One of theatres was used for elective orthopaedic work, the other was a general theatre used principally for general surgical emergencies (urgent and semi-urgent unscheduled care). These theatres were chosen to represent a cross-section of elective and emergency work.
Procedural coding was carried out by theatre nurses at the time of point-of-care (‘real-time’) using the theatre management system (ORMIS). The same surgical procedures were coded in parallel by the full-time, trained clinical coders using hospital discharge summaries. The two computer systems were linked for patient identification and demographics but were not interoperable for coding purposes. All data were examined retrospectively after discharge summary coding was performed. Neither nurses nor fulltime coders were aware of the study.
For the given study group of patients, the following OPCS4 coding results were compared.
Theatre nurses’ ‘real-time’ code of procedure(ORMIS).
Discharge code by the full-time, trained coders (SMR01; national data).
Information Services provided the following information for the sample by searching the relevant databases:
patient identifier(s);
date of procedure;
theatre nurses’ OPCS code recorded on ORMIS and associated text description of the OPCS4 code;
all SMR01 validated codes (OPCS4) and associated text description of the OPCS4 code.
ORMIS coding allowed up to two codes with associated free text. SMR01 data had up to four primary codes. It is unlikely this difference impacted on the final result as it was rare to have more than two procedures during any one theatre visit (and the associated free text was available for scrutiny). SMR01 data often included procedures carried outwith the theatre complex during a single patient inpatient stay e.g. chemotherapy administered in the wards.
Initial analysis of the data provided:
the total number of patient procedures carried out within the study group;
the number matching and non-matching paired codes (ORMIS vs SMR01).
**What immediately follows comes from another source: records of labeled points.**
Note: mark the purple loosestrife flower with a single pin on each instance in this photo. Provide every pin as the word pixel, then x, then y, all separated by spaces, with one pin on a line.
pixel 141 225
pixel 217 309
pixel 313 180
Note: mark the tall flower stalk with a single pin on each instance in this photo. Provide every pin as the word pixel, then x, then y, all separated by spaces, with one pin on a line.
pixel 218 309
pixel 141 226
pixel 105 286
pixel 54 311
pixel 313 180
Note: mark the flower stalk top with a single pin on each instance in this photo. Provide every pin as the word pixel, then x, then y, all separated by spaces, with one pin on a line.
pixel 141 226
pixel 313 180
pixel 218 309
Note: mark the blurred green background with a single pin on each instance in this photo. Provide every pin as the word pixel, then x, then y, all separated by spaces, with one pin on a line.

Each of the paired procedural codes (ORMIS vs SMR01) were compared and graded according to their similarity and clinical acceptability by two of the authors (one clinician and one professional coder). Initially, these were carried out independently and then in collaboration. For the purposes of the comparison, the SMR data were taken as the gold standard and assumed to be accurate.
A five-point grading scale was developed to compare the procedural information provided by each of the paired codes (ORMIS vs. SMR01) (Table 1).
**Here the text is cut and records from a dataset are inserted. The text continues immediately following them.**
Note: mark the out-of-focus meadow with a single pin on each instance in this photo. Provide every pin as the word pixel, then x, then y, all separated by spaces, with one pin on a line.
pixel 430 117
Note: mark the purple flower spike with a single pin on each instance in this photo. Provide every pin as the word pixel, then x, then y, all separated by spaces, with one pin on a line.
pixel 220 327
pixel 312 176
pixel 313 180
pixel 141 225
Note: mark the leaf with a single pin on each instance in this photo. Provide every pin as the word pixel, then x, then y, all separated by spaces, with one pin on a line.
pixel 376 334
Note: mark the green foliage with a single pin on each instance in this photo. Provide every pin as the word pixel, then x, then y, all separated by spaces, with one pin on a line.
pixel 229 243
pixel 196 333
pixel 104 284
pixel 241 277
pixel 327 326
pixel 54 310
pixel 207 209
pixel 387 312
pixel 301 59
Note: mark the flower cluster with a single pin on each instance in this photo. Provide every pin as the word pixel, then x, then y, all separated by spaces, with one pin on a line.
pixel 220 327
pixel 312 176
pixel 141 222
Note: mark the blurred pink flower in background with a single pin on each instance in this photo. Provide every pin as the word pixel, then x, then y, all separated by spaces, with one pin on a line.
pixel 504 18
Grading: Degree of match of paired codes (ORMIS and SMR01)
Early on in the project it became clear that there were many discrepancies in coding (ORMIS vs SMR01), some of which were clinically understandable.
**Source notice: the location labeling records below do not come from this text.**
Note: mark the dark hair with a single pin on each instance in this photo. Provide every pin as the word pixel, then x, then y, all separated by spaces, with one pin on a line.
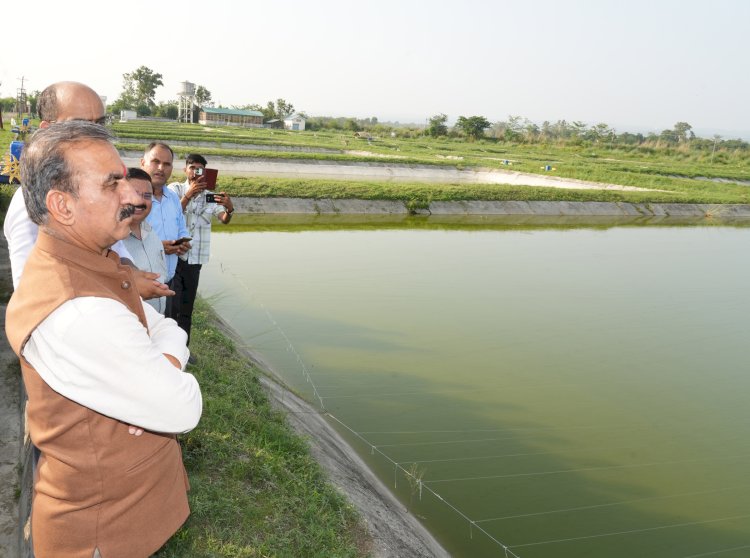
pixel 158 144
pixel 44 166
pixel 138 174
pixel 195 158
pixel 46 103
Pragmatically, in order to manage the data in a systematic fashion, the authors developed subjective ‘rules for comparison’ to handle common, but understandable, discrepancies associated with inter-rater variability (see Table 3 for examples.) Grading would not have been possible without these additional qualitative and subjective rules. However, these rules may have affected granularity and introduced bias of a qualitative nature.
Additional rules for comparison of paired codes
A code was regarded as more specific if it was:
more specific or precise for clinical purpose;
more specific or precise for clinical or management audit purposes;
more specific or precise for theatre-management purposes (equipment, manpower or ‘operation time’ sensitive information).
Site of operation was regarded as important
Laterality (left/right) was not regarded as relevant for this study.
Frequently applied rules
Hip replacements
If there was a discrepancy in the use of cement/not cement, SMR01 was regarded as correct and more specific (code B).
Arthroscopies
‘Therapeutic’ was regarded as more specific than ‘Diagnostic’. ‘Irrigation’ was regarded as a ‘Therapeutic’ procedure.
Appendectomies
Emergency and non-emergency terms were disregarded. Normal and abnormal terms were disregarded.
Breast surgery
Drainage of a breast lesion was not regarded the same as excision of a breast lesion.
Ectopic pregnancies
Where the ORMIS code referred to a pregnancy (often associated with an ectopic pregnancy) but the SMR01 code did not, this was graded as ‘D’ (offering complementary or additional information).
Data handling
All real-time (ORMIS) and SMR01 coding was to the same system (OPCS4).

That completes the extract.